Fedora Linux and all of its relatives (Red Hat, CentOS, Mandriva, PC Linux OS, and so forth), and Debian Linux and all of its descendants (Ubuntu, Mepis, Knoppix, etc.) include utilities for creating and cloning customized installations, and for provisioning new systems over the network. So, you can plug-in a PC, and within a few minutes have a complete new installation all ready to go. This chapter describes how to use ordinary installation ISO images for network installations of Fedora, and how to create and maintain complete local Debian mirrors efficiently.
When Ethernet goes haywire, the serial console will save the day, both locally and remotely; plus, routers and managed switches are often administered via the serial console. Learn how to set up any Linux computer to accept serial connections, and how to use any Linux, Mac OS X, or Windows PC as a serial terminal.
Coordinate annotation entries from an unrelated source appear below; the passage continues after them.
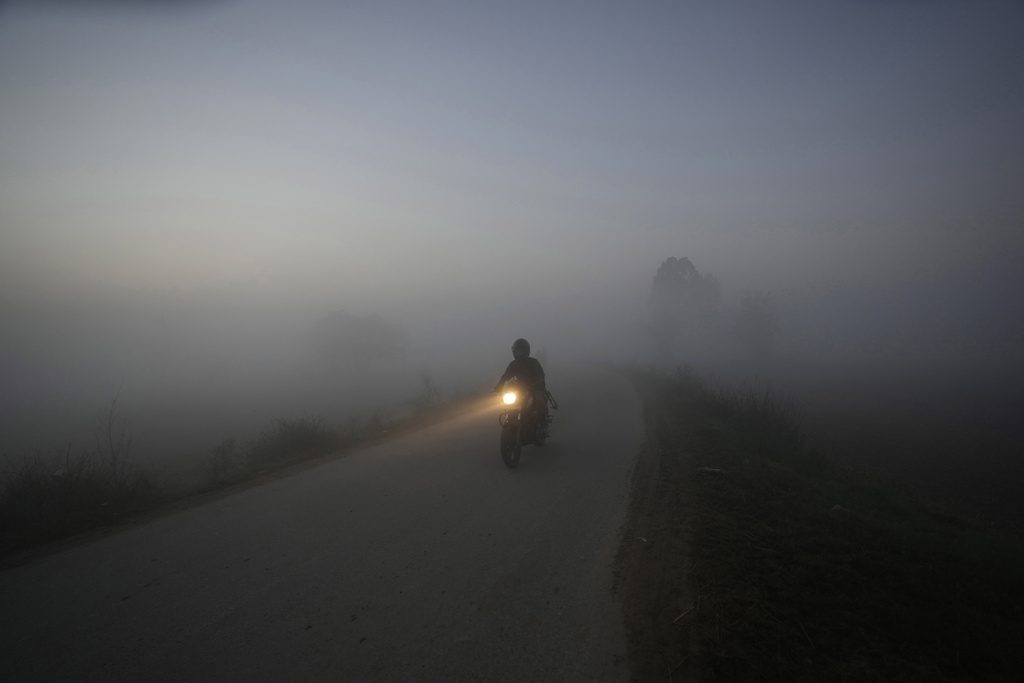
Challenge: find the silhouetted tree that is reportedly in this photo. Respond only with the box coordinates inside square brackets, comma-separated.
[649, 256, 722, 361]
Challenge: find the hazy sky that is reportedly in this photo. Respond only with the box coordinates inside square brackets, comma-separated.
[0, 0, 1024, 313]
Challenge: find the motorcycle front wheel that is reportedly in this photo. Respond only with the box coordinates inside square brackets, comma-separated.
[501, 427, 522, 470]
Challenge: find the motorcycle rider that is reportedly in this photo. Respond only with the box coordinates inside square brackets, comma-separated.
[495, 337, 548, 430]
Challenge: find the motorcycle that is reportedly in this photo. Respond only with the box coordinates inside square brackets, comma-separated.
[498, 381, 558, 469]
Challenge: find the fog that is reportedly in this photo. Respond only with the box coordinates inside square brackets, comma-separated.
[0, 0, 1024, 507]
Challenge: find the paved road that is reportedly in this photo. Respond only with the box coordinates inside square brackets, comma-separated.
[0, 368, 641, 681]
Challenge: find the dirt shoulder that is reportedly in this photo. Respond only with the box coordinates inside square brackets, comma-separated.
[617, 374, 1024, 681]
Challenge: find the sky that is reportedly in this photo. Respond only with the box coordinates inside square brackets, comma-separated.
[0, 0, 1024, 339]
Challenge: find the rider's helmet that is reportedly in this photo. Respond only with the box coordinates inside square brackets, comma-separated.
[512, 337, 529, 359]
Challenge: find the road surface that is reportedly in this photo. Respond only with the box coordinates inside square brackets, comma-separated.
[0, 368, 642, 682]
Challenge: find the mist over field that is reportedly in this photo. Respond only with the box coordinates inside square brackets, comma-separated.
[0, 0, 1024, 511]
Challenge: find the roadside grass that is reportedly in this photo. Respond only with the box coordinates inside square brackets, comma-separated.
[0, 399, 162, 554]
[618, 372, 1024, 681]
[0, 387, 478, 557]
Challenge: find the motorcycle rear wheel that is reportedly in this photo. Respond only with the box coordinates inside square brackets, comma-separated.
[501, 428, 522, 470]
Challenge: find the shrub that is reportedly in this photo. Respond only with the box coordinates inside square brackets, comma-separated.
[247, 418, 345, 469]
You'll also learn how to do dial-up server administration, and how to upload files over your serial link.
Even in these modern times, dial-up networking is still important; we're a long way from universal broadband. Set up Internet-connection sharing over dial-up, dial-on-demand, use cron to schedule dialup sessions, and set up multiple dial-up accounts.
Linux contains a wealth of power tools for diagnosing and fixing network problems. You'll learn the deep dark secrets of ping, how to use tcpdump and Wireshark to eavesdrop on your own wires, how to troubleshoot the name and mail server, how to discover all the hosts on your network, how to track problems down to their sources, and how to set up a secure central logging server. You'll learn a number of lesser-known but powerful utilities such as fping, httping, arping, and mtr, and how to transform an ordinary old laptop into your indispensible portable network diagnostic-and-fixit tool.
Computer networking is a large and complex subject, so here is a list of books and other references that tell you what you need to know.
Don't know what it means? Look it up here.
As the Linux kernel continues to expand in size and functionality, it often makes sense to build your own kernel with all the unnecessary bits stripped out. Learn the Fedora way, the Debian way, and the vanilla way of building a custom kernel.